Enrico and I went to the reactor building… to watch the loading.The slugs were brought to the floor in solid wooden blocks in which holes were drilled, each of a size to contain a slug, and the wooden blocks were stacked much as had been the slug-containing graphite bricks in CP-1. Idly I teased Fermi saying it looked like a chain- reacting pile. Fermi turned white, gasped, and reached for his slide rule. But after a couple of seconds he relaxed, realizing that under no circumstances could natural uranium and natural wood in any configuration cause a chain reaction.

Tuesday evening, September 26, 1944, the largest atomic pile yet assembled on earth was ready. It had reached dry criticality — the smaller loading at which it would have gone critical without cooling water if its operators had not restrained it with control rods — the previous Friday. Now the Columbia circulated through its 1,500 loaded aluminum tubes. “We arrived in the control room as the du Pont brass began to assemble,” Marshall remembers. “The operators were all in place, well-rehearsed, with their start-up manuals on their desks.” Some of the observers had celebrated with good whiskey; their exhalations braced the air. Marshall and Fermi strolled the room checking readings. The operators withdrew the control rods in stages just as Fermi had once directed for CP- 1; once again he calculated the neutron flux on his six-inch slide rule. Gradually gauges showed the cooling water warmed, flowing in at 50°F and out at 140P. “And there it was, the first plutonium- production reactor operating smoothly and steadily and quietly… Even in the control room one could hear the steady roaring sound of the high-pressure water rushing through the cooling tubes.”
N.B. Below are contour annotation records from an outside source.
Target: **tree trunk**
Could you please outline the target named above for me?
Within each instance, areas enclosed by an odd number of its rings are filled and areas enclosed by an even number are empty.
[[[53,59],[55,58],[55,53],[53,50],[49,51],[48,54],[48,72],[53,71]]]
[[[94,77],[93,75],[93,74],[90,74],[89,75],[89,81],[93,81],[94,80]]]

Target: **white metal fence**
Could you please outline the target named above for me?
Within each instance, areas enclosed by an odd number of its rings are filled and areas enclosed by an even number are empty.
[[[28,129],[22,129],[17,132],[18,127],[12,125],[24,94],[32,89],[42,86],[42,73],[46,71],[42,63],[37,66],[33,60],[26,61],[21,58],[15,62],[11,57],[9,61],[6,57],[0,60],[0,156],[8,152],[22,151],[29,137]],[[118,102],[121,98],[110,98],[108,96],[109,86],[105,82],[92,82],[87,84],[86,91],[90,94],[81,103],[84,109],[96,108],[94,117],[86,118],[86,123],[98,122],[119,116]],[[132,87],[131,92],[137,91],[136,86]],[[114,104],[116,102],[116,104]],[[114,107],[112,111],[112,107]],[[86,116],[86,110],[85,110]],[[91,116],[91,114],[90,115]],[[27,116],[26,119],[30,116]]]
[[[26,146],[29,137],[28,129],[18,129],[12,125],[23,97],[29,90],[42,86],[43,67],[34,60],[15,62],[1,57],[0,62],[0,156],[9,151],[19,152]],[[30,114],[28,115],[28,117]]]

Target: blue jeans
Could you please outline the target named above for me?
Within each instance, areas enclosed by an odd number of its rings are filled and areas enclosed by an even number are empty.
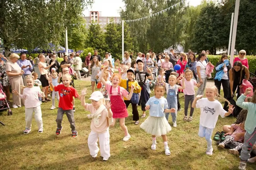
[[[199,124],[199,130],[198,136],[200,137],[204,137],[207,143],[207,150],[209,151],[212,149],[212,135],[213,131],[213,129],[210,129],[203,126]]]

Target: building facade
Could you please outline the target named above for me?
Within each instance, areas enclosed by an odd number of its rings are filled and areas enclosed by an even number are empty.
[[[92,23],[93,21],[94,23],[102,23],[100,25],[103,29],[107,23],[111,20],[112,22],[121,21],[120,17],[102,17],[100,11],[90,11],[89,12],[89,17],[83,17],[83,18],[86,23]],[[89,27],[89,25],[86,25],[86,28]]]

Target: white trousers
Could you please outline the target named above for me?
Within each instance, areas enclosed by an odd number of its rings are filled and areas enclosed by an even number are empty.
[[[37,124],[38,129],[43,128],[43,119],[41,106],[35,107],[25,107],[25,121],[26,122],[26,129],[30,129],[33,117],[33,112],[35,112],[35,119]]]
[[[57,98],[58,102],[60,101],[60,96],[59,95],[59,92],[55,92],[53,90],[52,91],[52,104],[55,107],[55,96]]]
[[[109,146],[109,132],[108,128],[106,131],[102,133],[95,133],[92,130],[88,137],[88,147],[90,151],[90,155],[94,155],[98,152],[99,147],[97,142],[100,141],[100,156],[104,158],[110,157]]]

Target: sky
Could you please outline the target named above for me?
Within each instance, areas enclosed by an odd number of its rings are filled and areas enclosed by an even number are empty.
[[[187,0],[187,1],[189,2],[190,5],[196,6],[200,4],[201,0]],[[120,7],[124,8],[124,4],[122,0],[94,0],[92,7],[89,7],[83,13],[85,16],[88,17],[89,12],[93,11],[102,12],[102,17],[120,17],[119,11]]]

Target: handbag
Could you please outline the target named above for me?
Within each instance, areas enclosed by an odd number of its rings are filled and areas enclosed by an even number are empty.
[[[126,81],[126,90],[128,92],[129,91],[128,90],[128,83],[129,80]],[[139,94],[137,93],[132,93],[132,96],[131,98],[131,101],[133,104],[138,104],[139,103]]]

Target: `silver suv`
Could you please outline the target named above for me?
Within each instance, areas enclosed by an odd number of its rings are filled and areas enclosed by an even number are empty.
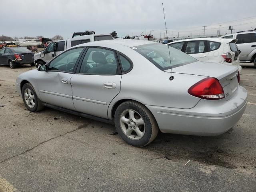
[[[240,62],[253,62],[256,67],[256,28],[253,30],[228,34],[222,36],[220,38],[238,39],[236,44],[241,51]]]

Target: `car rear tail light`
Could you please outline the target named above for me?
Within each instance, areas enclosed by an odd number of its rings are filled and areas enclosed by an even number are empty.
[[[224,59],[225,60],[225,61],[228,63],[232,63],[232,56],[230,53],[224,53],[222,54],[221,56],[222,56]]]
[[[224,95],[219,81],[212,77],[207,77],[198,82],[188,92],[195,97],[211,100],[222,99]]]
[[[20,57],[20,55],[18,55],[18,54],[14,54],[14,57],[15,57],[15,58],[16,58],[17,59],[17,60],[18,60],[18,61],[20,61],[22,60],[22,59]]]

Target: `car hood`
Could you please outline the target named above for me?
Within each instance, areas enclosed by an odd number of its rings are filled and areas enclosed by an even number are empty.
[[[172,72],[215,77],[220,80],[237,72],[238,70],[238,66],[197,61],[173,68]],[[170,69],[165,71],[171,72],[172,70]]]

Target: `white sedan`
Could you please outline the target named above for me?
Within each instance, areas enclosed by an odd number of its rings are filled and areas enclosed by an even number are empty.
[[[199,61],[226,63],[238,66],[240,51],[237,39],[198,38],[174,41],[167,44],[192,56]]]

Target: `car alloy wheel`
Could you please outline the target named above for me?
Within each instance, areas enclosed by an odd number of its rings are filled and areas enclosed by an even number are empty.
[[[24,91],[24,98],[29,107],[33,108],[35,106],[35,97],[31,90],[28,88]]]
[[[120,116],[120,126],[124,134],[133,140],[140,139],[145,134],[145,123],[136,111],[127,109]]]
The pile went critical a few minutes past midnight; by 2 a.m. it was operating at a higher level of power than any previous chain reaction. For the space of an hour all was well. Then Marshall remembers the operating engineers whispering to each other, adjusting control rods, whispering more urgently. “Something was wrong. The pile reactivity was steadily decreasing with time; the control rods had to be withdrawn continuously from the pile to hold it at 100 megawatts. The time came when the rods were completely withdrawn. The reactor power began to drop, down and down.”
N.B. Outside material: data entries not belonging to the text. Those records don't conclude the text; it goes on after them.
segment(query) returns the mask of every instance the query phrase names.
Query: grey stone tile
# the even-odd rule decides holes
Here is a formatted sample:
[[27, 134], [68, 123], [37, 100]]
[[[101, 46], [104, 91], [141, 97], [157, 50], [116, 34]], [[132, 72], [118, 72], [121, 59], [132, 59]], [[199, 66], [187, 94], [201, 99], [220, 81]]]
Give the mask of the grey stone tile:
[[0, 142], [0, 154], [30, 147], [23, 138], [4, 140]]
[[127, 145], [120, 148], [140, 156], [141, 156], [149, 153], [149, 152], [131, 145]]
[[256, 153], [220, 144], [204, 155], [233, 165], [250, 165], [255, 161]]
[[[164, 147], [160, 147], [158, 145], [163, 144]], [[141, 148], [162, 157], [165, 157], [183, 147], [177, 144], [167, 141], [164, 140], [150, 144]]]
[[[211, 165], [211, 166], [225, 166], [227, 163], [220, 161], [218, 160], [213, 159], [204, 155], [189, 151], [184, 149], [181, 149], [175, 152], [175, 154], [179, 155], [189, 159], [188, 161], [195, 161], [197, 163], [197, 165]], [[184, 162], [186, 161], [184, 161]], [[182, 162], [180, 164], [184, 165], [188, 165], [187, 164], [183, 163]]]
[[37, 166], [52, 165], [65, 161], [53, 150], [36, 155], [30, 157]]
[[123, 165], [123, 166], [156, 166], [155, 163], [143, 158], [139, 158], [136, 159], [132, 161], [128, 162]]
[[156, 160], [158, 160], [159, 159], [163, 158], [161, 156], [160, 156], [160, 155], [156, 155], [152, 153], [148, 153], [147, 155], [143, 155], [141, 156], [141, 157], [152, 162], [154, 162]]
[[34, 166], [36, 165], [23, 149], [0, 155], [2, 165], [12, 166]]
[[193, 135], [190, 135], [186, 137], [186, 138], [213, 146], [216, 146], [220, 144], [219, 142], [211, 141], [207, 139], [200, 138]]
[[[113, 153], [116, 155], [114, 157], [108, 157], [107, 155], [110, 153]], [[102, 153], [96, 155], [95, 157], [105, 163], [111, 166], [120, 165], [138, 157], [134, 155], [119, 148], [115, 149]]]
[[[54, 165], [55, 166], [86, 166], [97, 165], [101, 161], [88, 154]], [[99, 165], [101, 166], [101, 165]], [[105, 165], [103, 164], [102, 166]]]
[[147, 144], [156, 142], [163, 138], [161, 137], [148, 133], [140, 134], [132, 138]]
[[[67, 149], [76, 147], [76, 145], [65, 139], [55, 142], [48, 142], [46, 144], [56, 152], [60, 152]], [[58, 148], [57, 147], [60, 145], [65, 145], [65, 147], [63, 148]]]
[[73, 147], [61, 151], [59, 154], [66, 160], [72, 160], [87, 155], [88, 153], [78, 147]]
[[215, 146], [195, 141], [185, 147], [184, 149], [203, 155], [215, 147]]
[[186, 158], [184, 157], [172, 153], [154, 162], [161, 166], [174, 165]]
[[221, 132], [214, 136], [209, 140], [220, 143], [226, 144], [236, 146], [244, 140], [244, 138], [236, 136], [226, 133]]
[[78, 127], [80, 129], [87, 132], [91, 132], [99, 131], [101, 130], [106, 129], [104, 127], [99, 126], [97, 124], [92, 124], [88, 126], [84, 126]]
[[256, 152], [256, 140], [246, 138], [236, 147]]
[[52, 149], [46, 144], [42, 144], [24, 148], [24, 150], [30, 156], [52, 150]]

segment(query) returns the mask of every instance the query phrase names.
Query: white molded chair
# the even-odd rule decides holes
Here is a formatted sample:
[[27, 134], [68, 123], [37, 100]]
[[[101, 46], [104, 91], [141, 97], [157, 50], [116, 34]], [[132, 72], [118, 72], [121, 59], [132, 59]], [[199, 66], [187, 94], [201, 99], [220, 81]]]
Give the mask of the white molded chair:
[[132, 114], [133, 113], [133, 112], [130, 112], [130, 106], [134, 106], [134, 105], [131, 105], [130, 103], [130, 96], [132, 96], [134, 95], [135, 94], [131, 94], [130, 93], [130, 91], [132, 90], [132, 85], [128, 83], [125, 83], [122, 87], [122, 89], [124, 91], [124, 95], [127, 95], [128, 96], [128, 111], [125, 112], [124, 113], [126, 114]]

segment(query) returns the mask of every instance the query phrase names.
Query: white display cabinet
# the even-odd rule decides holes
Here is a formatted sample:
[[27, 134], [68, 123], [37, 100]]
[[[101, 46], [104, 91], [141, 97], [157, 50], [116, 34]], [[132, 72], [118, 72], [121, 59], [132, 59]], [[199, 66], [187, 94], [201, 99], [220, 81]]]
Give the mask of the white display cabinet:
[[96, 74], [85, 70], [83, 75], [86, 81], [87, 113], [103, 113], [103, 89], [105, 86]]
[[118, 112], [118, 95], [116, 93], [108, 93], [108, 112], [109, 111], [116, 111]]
Early Wednesday evening B pile died. Marshall and Fermi had slept by then and returned. They talked over the mystery with the engineers, who first suspected a leaking tube or boron in the river water somehow plating out on the cladding. Fermi chose to remain open-minded. The charts, which seemed to show a straight-line failure, might be hiding the shallow curve of an exponential decline in reactivity, which would mean a fission product undetected in previous piles was poisoning the reaction.

Early Thursday morning the pile came back to life. By 7 a.m. it was running well above critical again. But twelve hours later it began another decline.
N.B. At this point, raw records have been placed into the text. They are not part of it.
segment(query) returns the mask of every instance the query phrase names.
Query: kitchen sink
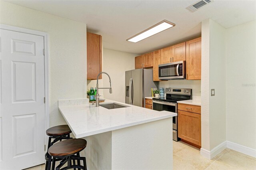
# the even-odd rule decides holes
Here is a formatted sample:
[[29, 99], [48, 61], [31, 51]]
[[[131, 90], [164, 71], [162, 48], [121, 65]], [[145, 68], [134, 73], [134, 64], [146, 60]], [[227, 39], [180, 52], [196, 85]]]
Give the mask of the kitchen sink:
[[102, 104], [100, 105], [100, 106], [105, 107], [108, 109], [114, 109], [122, 108], [123, 107], [130, 107], [129, 106], [120, 105], [115, 103], [110, 103]]

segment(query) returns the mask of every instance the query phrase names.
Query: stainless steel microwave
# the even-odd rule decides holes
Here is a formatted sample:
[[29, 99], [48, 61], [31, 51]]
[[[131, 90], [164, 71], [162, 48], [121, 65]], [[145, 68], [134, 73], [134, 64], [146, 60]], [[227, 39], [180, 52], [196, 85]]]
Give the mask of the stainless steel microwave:
[[182, 61], [158, 65], [159, 79], [185, 79], [185, 63], [184, 61]]

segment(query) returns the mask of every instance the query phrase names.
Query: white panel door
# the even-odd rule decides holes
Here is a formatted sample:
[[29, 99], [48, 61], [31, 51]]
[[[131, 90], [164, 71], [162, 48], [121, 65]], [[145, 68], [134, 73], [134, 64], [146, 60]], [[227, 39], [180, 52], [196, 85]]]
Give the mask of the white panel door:
[[44, 37], [1, 29], [0, 169], [44, 163]]

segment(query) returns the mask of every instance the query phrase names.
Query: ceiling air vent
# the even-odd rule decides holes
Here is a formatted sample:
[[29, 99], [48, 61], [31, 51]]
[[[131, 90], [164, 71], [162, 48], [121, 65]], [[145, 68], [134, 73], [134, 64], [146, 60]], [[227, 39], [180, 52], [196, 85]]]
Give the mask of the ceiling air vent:
[[200, 8], [209, 4], [211, 2], [212, 2], [212, 0], [202, 0], [191, 6], [190, 6], [186, 8], [186, 9], [190, 12], [194, 12]]

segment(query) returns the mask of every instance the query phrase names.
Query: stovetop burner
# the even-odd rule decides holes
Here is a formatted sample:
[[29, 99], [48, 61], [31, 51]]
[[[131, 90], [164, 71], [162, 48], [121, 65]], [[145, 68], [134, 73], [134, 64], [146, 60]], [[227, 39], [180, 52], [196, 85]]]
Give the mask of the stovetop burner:
[[192, 99], [192, 89], [166, 88], [165, 91], [166, 97], [155, 97], [153, 100], [177, 103], [178, 101]]
[[189, 100], [188, 99], [177, 98], [171, 97], [155, 97], [153, 98], [153, 100], [160, 101], [167, 101], [169, 102], [177, 103], [178, 101], [181, 101], [182, 100]]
Princeton theoretician John A. Wheeler had counseled Crawford Greenewalt on pile physics since Du Pont first joined the project. He was stationed at Hanford now and he followed the second failure of the pile closely. He had been “concerned for months,” he writes, “about fission product poisons.” B pile's heavy breathing convinced him such a poisoning had occurred. The mechanism would be compound: “A non-[neutron-]absorbing mother fission product of some hours' half-life decays to a daughter dangerous to neutrons. This poison itself decays with a half- life of some hours into a third nuclear species, non-absorbing and possibly even stable.” So the pile would chain- react, making the mother product; the mother product would decay to the daughter; as the volume of daughter product increased, absorbing neutrons, the pile would decline; when sufficient daughter product was present, enough neutrons would be absorbed to starve the chain reaction and the pile would shut down. Then the daughter product would decay to a non-absorbing third element; as it decayed the pile would stir; eventually too little daughter product would remain to inhibit the chain reaction and the pile would go critical again.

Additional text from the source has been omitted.